COVID-19 might have started to spread in September 2019 in US: study
Chinese researchers have discovered by employing big-data analysis that the COVID-19 pandemic in the United States might have started to spread around in September 2019, earlier than the officially announced date of its first confirmed case.
According to a new article published Wednesday as a preprint in ChinaXiv, a series of previous studies showed that the United States, Spain, France, Italy, Brazil and other countries had shown signs of being hit by the virus before its outbreak in China.
ChinaXiv is an online publishing service operated by the National Science Library, Chinese Academy of Sciences.
The article, titled "Dating the First Case of COVID-19 Epidemic from a Probabilistic Perspective," suggested that the qualitative and quantitative analysis of infectious diseases, done by combining mathematical models and artificial-intelligence technology, can reveal the epidemic law of infectious diseases.
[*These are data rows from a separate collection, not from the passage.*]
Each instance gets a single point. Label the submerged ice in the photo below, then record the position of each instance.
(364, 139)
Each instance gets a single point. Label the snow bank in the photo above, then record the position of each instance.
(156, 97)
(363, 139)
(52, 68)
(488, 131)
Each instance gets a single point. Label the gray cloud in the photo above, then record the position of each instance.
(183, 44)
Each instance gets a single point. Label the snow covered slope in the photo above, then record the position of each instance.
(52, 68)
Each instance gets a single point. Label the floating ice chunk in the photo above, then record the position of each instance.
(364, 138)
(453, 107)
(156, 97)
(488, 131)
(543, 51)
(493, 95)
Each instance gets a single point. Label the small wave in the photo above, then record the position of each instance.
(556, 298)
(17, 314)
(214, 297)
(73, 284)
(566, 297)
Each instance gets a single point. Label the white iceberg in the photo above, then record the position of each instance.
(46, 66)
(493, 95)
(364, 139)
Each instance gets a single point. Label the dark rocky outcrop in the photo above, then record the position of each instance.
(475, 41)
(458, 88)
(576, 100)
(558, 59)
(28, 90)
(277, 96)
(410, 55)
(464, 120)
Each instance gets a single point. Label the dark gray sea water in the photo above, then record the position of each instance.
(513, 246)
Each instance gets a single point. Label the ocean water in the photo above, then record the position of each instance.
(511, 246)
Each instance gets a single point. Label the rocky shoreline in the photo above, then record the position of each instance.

The researchers set up an optimized model using the epidemic transmission model and big-data analysis method, and inferred the dates of the first infection cases in 12 northeastern US states and in China's Wuhan City and Zhejiang Province, based on published data.
The result indicated that, for the 12 US states, the possible dates of the first infection, with a probability of 50 percent, fall mostly between August and October 2019, while the earliest is April 26, 2019 on Rhode Island, and the latest is November 30, 2019 in Delaware.
All of the dates indicated by the data are earlier than January 20, 2020, the officially announced date of the first confirmed case in the United States, showing that the COVID-19 pandemic in the United States started to spread around September 2019 with a high confidence probability.
The result also showed that the date of the first COVID-19 case in Wuhan, with a probability of 50 percent, is December 20, 2019, and the date for Zhejiang is December 23, 2019. It infers that the COVID-19 in China is most likely to have started in late December 2019.
The article said this is consistent with the results of the epidemiological investigation, which proves that the calculation method is accurate and reliable.